Para que isso funcione, Gisela resolveu trabalhar essa ideia intensivamente, todos os dias com os músicos, “do meio-dia e meia às sete e meia” e de terça a domingo (à segunda tiram folga). Para os concertos e também para o seu futuro disco. “Agora, tenho uma coisa que não tinha antes de sair este disco: as pessoas vão com uma expectativa criada e as que já o ouviram têm a fasquia num sítio que não sei qual é, mas que me assusta. Uma vez disseram-me, a brincar: 'Gisela, tu agora tens que pensar que tens de ser como um atleta olímpico'. E é verdade. Porque se um dia me deitei um pouco mais tarde, as pessoas que pagam bilhete não têm nada a ver com isso.”

Ensaios obsessivos
Um disco novo, com novo repertório, deverá surgir já em 2015. Nos coliseus, Gisela cantará uns sete temas novos, mas evita nomeá-los, prefere que a surpresa funcione. Alguns serão, como já antes sucedeu, fados clássicos que ela tentará moldar à sua voz. “Não gosto nada da ideia de andar a mostrar coisas antes do disco sair. Faz-me espécie, como se fosse uma aldrabice. Gosto do desafio de dizer: 'Está aqui, é isto'. E as pessoas ouvem e gostam ou não. Acho que é um truque andar a mostrar bocadinhos.” Facto é que, e ela admite-o, o disco de 2013 surgiu assim. “A maioria das coisas, eu já cantava, é verdade. Mas o que vou fazer agora, neste disco, é um pouco diferente. Eu cantava o Meu amigo está longe aí há uns dez anos, e o poema e a música ficam de tal forma cá dentro que canto aquilo cada vez mais à-vontade e consigo brincar muito mais. Por isso é que temos estes ensaios, obsessivos, para experimentar e experimentar.”

A busca pelos poemas tem sido incessante e exaustiva. “Chegam-me tantos poemas, leio-os e gosto. Mas,, depois para os cantar, não encaixam. Então, prefiro procurar nos antigos.” Voltando aos coliseus, terá nas novidades “um bocadinho dos dois”. “Assumidamente gosto muito do fado tradicional, dos fados-canção que são considerados fados tradicionais. Diziam que era muito importante ter repertório meu e isso assustou-me um bocado, mas agora acalmei um pouquinho. Porque não acho que seja menor reinterpretar coisas que já estão esquecidas, cantá-las de novo e mostrá-las aos jovens. Porque é isso que me interessa.”

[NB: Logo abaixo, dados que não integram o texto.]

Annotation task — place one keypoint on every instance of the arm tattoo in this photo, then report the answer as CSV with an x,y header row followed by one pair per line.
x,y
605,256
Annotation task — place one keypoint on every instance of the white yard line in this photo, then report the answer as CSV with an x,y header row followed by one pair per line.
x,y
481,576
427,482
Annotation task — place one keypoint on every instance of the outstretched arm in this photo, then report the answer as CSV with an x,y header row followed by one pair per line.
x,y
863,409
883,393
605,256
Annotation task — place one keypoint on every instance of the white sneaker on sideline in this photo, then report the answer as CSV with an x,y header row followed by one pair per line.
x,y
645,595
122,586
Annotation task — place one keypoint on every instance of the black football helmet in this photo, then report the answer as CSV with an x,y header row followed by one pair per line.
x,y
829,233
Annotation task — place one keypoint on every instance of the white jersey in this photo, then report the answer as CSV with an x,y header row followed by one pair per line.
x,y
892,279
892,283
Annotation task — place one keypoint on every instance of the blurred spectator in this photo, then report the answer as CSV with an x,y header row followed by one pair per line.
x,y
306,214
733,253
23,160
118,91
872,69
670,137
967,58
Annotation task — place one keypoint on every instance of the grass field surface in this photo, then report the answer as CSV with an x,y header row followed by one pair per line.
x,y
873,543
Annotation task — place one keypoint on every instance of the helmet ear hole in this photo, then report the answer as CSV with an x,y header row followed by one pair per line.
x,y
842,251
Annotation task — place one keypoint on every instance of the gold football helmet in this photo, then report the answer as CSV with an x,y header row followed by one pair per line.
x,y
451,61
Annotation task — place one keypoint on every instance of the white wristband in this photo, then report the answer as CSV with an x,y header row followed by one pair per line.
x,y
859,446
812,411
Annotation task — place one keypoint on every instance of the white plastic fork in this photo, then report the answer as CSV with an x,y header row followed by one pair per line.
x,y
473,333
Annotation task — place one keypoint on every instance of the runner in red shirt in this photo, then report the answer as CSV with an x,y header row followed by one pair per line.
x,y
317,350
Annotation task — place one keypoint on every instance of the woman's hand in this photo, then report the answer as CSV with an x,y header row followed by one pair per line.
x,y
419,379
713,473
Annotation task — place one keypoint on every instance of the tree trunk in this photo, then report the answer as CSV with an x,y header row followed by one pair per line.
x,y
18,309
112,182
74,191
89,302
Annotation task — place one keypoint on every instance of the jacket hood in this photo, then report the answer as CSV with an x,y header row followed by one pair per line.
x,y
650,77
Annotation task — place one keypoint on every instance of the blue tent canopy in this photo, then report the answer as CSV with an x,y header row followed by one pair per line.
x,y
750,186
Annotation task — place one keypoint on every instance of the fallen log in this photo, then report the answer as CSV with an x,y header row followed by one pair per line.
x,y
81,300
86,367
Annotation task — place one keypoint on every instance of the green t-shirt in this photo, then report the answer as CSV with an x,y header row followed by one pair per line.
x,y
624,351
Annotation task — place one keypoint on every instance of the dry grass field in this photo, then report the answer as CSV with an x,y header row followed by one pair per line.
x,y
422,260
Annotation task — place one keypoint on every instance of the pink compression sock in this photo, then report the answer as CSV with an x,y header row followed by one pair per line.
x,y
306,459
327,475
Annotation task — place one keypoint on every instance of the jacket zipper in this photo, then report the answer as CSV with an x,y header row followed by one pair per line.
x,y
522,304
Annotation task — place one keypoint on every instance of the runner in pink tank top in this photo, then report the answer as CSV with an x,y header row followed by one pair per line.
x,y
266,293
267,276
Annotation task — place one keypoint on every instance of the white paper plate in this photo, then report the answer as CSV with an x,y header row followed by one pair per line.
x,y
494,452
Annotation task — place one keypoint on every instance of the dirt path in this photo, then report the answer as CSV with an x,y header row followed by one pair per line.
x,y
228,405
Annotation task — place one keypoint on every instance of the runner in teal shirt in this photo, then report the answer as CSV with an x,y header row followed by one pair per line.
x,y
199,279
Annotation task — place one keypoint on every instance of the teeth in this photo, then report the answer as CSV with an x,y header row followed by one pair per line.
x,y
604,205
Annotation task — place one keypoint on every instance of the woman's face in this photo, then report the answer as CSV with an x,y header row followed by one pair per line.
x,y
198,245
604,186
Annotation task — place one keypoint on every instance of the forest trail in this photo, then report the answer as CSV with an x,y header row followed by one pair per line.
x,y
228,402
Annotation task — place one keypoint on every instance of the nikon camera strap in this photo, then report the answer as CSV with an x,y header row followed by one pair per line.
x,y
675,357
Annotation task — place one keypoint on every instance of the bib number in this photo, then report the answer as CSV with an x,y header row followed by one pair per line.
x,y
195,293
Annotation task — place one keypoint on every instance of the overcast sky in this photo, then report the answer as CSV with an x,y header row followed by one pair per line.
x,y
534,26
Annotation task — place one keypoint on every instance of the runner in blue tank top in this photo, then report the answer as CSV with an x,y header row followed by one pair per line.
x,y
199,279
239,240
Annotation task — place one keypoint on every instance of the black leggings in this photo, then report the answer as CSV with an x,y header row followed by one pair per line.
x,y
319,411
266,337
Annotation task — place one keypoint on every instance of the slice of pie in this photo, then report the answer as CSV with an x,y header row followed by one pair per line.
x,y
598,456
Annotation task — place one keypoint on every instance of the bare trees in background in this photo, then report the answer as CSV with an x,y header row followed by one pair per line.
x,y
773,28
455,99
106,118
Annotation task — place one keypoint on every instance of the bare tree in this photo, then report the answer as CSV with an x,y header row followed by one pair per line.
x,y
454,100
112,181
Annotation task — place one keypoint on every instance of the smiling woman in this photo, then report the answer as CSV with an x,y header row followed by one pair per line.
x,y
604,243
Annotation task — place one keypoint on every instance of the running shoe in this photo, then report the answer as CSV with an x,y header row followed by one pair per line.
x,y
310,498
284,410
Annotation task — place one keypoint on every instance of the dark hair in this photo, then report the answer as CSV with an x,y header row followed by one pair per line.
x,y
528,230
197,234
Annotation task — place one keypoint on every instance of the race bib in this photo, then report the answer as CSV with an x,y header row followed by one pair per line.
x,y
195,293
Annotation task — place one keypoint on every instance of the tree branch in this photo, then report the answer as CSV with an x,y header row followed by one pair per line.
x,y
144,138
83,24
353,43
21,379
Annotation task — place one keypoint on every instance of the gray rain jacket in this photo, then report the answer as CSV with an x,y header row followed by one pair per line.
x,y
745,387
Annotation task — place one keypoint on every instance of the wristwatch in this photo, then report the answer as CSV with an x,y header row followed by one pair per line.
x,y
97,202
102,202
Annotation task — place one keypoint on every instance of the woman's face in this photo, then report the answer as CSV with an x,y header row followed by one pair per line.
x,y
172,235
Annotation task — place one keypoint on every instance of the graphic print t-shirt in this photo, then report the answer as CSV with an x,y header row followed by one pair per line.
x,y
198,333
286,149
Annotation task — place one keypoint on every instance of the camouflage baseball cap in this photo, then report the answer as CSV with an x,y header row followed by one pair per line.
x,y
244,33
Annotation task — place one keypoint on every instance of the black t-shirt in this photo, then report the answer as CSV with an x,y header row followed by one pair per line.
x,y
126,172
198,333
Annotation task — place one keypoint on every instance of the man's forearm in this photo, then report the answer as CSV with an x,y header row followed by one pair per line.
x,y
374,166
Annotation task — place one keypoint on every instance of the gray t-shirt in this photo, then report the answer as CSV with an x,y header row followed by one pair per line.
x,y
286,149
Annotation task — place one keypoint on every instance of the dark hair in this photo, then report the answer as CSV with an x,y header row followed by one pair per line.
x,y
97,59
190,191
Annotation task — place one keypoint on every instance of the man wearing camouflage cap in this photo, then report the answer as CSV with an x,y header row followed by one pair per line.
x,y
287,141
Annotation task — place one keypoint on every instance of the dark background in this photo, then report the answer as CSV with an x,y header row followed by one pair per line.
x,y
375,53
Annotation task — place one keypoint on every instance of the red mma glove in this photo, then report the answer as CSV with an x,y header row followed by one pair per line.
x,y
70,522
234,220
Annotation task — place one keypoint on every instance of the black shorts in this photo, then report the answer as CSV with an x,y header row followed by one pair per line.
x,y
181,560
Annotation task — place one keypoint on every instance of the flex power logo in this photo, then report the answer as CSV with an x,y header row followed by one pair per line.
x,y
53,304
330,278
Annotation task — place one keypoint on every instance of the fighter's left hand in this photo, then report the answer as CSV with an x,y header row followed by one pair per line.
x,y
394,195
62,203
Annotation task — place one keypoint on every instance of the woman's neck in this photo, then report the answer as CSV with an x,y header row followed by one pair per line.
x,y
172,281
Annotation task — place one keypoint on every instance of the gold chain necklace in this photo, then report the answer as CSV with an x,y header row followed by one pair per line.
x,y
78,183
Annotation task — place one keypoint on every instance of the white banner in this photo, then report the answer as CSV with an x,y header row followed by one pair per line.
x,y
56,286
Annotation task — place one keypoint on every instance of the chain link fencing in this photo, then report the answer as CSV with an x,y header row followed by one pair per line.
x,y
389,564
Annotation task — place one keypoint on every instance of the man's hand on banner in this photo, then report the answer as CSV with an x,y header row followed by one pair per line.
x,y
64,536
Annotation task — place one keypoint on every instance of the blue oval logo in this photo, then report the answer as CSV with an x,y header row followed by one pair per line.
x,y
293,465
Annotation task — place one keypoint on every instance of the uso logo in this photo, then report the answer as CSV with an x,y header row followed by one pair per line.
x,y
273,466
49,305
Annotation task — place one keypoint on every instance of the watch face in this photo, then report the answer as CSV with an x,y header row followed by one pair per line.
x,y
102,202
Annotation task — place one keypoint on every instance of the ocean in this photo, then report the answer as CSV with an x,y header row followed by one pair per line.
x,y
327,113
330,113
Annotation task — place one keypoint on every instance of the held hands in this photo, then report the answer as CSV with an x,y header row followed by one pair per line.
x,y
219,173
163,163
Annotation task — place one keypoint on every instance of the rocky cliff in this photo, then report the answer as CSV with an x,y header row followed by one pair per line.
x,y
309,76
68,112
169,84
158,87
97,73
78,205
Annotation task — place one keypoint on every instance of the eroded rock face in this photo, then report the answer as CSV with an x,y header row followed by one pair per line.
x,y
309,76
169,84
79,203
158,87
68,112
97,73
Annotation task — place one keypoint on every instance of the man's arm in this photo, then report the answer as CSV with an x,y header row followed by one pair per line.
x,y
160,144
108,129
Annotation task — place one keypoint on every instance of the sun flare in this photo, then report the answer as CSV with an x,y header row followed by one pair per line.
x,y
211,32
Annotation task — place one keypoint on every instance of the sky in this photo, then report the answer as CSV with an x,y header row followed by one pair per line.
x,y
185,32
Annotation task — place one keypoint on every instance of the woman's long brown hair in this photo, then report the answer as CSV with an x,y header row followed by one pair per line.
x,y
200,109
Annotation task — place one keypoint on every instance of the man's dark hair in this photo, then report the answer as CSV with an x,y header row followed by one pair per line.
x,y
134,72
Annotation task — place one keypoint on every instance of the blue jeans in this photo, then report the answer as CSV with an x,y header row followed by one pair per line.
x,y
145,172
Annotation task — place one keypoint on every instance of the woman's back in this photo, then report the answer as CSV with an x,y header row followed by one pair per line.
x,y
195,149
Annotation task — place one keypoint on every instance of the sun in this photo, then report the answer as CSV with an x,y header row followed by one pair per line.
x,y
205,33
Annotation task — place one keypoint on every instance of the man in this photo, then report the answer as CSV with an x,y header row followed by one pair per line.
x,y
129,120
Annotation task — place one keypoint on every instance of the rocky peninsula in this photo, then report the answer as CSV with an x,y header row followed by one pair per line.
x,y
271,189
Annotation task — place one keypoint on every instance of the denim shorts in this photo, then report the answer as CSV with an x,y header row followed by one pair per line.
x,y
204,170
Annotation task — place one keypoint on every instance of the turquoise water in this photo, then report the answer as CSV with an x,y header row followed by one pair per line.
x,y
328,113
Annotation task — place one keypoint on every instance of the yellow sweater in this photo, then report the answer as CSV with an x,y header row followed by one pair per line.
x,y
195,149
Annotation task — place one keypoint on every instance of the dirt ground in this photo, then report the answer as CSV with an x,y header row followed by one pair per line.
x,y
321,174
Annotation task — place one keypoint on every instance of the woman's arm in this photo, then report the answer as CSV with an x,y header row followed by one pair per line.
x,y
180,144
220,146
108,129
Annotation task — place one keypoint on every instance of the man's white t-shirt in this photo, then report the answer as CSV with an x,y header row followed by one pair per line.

Mas isto não invalida a escolha de temas novos e, nestes, Gisela reincidiu num nome: “Mais uma vez, o João Lóio [autor de Vieste do fim do mundo]. Estou cada vez mais encantada com esse senhor. Não sei ainda bem qual dos poemas que tenho trabalhado vai ficar. Mas ficará um ou dois, não sei bem. E ando com conversas com uma pessoa que admiro muito e que tive muita pena de não ter vindo a tempo para o meu disco anterior, que é a Manuela de Freitas. É das pessoas mais incríveis a escrever para fado. E tenho andado a ler algumas coisas de poetas com quem ainda não falei. Vamos a ver…”

Nos coliseus, com Gisela João, estarão Ricardo Parreira (guitarra portuguesa), Nelson Aleixo (viola de fado) e Francisco Gaspar (viola baixo). A encenação é de André Teodósio, do Teatro Praga, e a direcção musical é de Frederico Pereira. “Não haverá mais músicos, mas, no futuro, vejo como possível estes mesmos músicos abordarem os instrumentos de outra forma. E há outro desafio, este colocado a mim própria: o fado não tem necessariamente que ser a guitarra portuguesa, a viola e o baixo. O fado está muito na interpretação e na estrutura melódica da própria música. Então, talvez apareçam umas coisas electrónicas, quem sabe?”